“Well, dear, I’m afraid he is unmalleable. He is going.”

Felicia’s face hardened a little, but not, he knew, towards himself.

“He sees the strain, the unnaturalness he makes?”

“Try not to mind, dear. You’ll find that it will adjust itself.”

Maurice had not guessed, nor had Felicia herself even, the almost panic sense of dismay and danger that underlay her determined activity, her determined cheerfulness. Angela seemed to threaten all her life. Worst of all, though Felicia clung blindly to her instinct, she seemed to threaten her very power of judging, feeling clearly. Darts of self-distrust went through her, and following them, strange disintegrating longings to justify Angela by that self-distrust, to own herself hard, cruel, and to find peace. Her mind played her these will-of-the-wisp tricks, tempting her—to what bogs and quicksands? Under the shifting torment only the instinct held firm, and with shut eyes it clung to courage as her only safeguard; courage to face the tangled life, and the greater courage needed to face the tangled thoughts and conscience. It kept the quiet in her voice, her eyes, as she answered now.

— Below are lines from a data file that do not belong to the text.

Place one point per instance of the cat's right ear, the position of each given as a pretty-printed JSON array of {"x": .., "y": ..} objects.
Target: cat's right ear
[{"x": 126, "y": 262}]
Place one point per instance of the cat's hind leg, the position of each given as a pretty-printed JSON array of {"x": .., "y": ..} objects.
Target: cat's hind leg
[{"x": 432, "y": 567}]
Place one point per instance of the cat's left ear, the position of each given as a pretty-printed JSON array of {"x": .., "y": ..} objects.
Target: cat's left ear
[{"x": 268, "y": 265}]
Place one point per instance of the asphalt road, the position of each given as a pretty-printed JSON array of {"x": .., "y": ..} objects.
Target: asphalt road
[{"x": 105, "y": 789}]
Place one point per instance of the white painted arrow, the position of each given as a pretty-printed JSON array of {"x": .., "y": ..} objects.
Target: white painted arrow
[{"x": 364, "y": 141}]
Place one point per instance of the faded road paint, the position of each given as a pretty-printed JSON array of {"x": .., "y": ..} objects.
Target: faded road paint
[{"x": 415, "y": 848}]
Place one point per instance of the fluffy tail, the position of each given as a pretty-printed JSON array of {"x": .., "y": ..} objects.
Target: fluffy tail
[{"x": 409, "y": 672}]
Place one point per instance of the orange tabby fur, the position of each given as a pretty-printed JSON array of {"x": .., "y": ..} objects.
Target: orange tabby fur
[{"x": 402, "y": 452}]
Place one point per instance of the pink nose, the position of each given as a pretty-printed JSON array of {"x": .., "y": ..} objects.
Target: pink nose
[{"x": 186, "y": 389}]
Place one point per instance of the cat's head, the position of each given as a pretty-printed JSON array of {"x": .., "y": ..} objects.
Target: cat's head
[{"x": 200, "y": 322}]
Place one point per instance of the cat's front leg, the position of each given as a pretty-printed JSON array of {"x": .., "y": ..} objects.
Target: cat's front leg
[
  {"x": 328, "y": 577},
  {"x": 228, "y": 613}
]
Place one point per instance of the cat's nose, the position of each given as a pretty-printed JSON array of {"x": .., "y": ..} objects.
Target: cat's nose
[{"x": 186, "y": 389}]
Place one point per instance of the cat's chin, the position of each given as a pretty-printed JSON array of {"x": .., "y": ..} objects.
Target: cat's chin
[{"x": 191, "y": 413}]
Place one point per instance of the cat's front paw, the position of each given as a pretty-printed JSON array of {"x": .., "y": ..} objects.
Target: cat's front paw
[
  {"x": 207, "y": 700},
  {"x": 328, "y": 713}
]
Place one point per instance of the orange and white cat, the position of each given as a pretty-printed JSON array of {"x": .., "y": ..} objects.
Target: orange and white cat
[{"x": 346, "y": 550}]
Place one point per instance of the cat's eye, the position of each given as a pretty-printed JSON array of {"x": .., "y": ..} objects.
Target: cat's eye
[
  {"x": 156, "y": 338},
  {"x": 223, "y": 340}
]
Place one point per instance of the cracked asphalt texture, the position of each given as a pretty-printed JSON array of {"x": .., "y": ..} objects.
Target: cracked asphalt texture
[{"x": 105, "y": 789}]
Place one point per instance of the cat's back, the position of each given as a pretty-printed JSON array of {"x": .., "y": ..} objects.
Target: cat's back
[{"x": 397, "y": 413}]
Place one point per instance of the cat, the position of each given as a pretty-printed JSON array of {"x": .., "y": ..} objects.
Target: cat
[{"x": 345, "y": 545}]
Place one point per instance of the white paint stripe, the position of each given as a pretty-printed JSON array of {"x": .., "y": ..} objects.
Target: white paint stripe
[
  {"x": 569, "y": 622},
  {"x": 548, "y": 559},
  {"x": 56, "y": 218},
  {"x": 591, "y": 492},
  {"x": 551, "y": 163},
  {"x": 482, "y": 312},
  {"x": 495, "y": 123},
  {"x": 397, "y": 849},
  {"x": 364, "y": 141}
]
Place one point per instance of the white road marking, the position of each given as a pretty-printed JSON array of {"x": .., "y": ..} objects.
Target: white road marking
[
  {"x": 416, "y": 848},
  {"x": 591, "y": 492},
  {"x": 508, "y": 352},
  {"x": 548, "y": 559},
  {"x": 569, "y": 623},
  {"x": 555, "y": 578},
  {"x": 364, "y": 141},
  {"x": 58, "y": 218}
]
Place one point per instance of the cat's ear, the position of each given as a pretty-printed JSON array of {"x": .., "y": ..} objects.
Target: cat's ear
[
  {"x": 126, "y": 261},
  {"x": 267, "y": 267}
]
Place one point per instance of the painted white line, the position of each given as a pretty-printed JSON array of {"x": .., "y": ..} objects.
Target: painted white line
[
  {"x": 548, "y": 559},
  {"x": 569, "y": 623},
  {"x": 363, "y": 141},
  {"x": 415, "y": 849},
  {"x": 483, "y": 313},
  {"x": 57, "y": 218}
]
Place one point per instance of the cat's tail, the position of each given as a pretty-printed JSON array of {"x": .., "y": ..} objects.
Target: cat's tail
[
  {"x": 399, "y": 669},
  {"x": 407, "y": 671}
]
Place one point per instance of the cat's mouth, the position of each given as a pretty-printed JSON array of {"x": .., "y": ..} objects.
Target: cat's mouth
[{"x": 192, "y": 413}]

“I mind, of course; but I believe that with time he will come back to me. I shan’t oppose him. As long, dear, as she doesn’t come between you and me, it’s really all right.

CHAPTER VIII

“YES, it had become impossible,” said Geoffrey. He was standing before her in the little room overlooking the river where they so often talked. “I couldn’t submit to being dragged helplessly at the wheels of a chariot that I would have driven in precisely the opposite direction.” He smiled a little as he added, “So you see before you a ruined man. Are you pleased with me that I’ve embraced failure?” Lightness of voice went with the smile, and, superficially, the old manner of holding out a sugar-plum to a child.

Felicia, knowing what his resignation of office meant to him, was too much distressed by what she felt beneath the lightness to respond in the playful key.

“You are not a ruined man,” she said; “I’m not pleased that you should call yourself that. You really can’t afford to re-enter the House as an independent member?”